Now, don’t get me wrong. I think there is a place for a celebration of smaller films, and I’m not saying they need to focus solely on blockbusters, but at least some semblance of objectivity on the matter would be nice. If they’re not willing to take these movies seriously, I think they really should just deal with the fact that their ratings will be lower. As far as this “consolation prize,” I’d much rather have one that isn’t such a blatant cash grab.
Doll: The Academy Awards have such a long tradition of nominating what I call “boring, safe films” since the beginning. Even as the Academy slowly becomes younger and more diverse, that’s one Hollywood tradition I doubt will ever change.
Now, with this new system, maybe WE have the power to change it. First off, let me say all Best Picture contenders, including Animated and “Popular,” should all be at the end of the show. It is an insult to choose a Best Oscar quality animated film and then show that towards the beginning of the show. I assume this new category will slip between the other two “Best Picture” categories, but before director, actor, and actress. But, think of it this way. If most people are tuning in to see a movie they actually watched, would there not be enough pressure to say, in five to ten years, make this category the final award? If that’s what people are really tuning into?

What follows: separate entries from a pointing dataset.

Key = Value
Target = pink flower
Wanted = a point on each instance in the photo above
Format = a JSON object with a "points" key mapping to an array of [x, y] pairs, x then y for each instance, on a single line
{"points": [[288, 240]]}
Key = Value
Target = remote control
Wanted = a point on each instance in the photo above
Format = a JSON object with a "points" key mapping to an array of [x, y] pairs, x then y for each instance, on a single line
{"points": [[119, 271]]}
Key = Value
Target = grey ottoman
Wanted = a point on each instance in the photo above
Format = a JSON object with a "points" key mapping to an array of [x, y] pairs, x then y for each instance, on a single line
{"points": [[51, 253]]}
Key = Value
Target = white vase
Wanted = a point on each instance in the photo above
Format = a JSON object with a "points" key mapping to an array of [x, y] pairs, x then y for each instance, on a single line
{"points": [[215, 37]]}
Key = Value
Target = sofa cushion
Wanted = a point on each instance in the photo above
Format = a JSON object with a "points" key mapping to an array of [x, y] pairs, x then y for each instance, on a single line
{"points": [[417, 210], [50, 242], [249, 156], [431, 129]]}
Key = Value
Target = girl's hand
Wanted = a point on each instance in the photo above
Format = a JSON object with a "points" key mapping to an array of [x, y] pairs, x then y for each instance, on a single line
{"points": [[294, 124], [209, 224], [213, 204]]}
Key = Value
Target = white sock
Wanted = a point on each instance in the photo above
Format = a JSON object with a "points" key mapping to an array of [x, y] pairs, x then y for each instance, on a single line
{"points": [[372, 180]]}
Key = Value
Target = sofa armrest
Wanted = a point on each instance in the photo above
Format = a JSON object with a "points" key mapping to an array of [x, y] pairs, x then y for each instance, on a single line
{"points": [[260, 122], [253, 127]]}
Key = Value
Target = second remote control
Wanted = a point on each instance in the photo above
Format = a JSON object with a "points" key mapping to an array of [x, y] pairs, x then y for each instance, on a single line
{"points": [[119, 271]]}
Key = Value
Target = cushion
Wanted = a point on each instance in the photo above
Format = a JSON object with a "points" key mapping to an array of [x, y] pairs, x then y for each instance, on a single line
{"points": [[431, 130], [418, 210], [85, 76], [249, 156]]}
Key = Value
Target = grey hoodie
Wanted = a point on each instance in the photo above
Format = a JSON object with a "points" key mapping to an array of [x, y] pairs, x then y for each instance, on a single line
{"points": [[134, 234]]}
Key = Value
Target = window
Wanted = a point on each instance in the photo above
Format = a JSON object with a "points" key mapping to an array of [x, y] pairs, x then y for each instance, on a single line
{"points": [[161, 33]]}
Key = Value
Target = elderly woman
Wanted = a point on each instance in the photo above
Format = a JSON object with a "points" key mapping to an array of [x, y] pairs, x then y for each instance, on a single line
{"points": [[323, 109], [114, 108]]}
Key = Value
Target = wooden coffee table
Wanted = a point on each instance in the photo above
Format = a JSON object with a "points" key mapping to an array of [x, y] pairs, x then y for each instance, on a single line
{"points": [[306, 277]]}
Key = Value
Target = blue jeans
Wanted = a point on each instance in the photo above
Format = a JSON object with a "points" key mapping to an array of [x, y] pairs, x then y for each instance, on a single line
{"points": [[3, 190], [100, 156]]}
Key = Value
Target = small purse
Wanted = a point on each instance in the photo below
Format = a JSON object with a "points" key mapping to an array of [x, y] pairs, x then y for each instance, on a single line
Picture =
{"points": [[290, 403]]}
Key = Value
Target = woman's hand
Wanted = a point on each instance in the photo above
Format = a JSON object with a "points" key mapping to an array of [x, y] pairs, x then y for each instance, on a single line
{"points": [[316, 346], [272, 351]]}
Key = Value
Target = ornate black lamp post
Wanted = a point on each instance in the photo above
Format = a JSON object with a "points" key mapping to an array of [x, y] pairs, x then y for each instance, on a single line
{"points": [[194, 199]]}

Joseph, Would it help if they called Best Picture, “Best Indie Picture” or “Best Picture No One Saw?” For me, this new category sounds like all that matters, being a Blockbuster man who actually avoids movies after they are nominated, as I realized if a movie is good enough for an Oscar, it’s too boring for me.
Jammer: You make a valid point. I suppose in my mind I see this as nothing but duct tape help solve a much bigger problem. This feels like a disingenuous move on their part, and it’s so blatantly transparent, it’s hard not to be a little bit insulted by it, on some level. From my perspective, if they really want to solve their ratings problem, they need to consider a complete overhaul of their culture, and if they choose not to, they’ll have to accept that they’ll risk being obsolete — At least that’s what I think.
But to basically force change here in hopes that it eventually sways the Academy in its direction once they see ratings…while cool, I think it still does a disservice. Because all of a sudden it becomes less about recognizing the actual skill and talent going into the film, and more about getting the ratings. After talking this all through, that’s my biggest gripe. This seems to just reveal that they genuinely don’t think these movies take as much skill and care as those safe movies you mentioned, and this new award will further perpetuate that, making it impossible for them to be taken seriously.
Doll: It is an insult, I agree. But I just can’t realistically see it changing any other way, which is where we disagree. And if in the meantime I have the chance to root for films like Mission: Impossible – Fallout or Game Night, then I may actually watch those snooty awards, with a hope for change. Even if Black Panther, the most deserving Blockbuster of the year gets a Best Picture nomination under the old rules, I’d still bet it would never win. It’s all an act that they care about these deserving movies at all.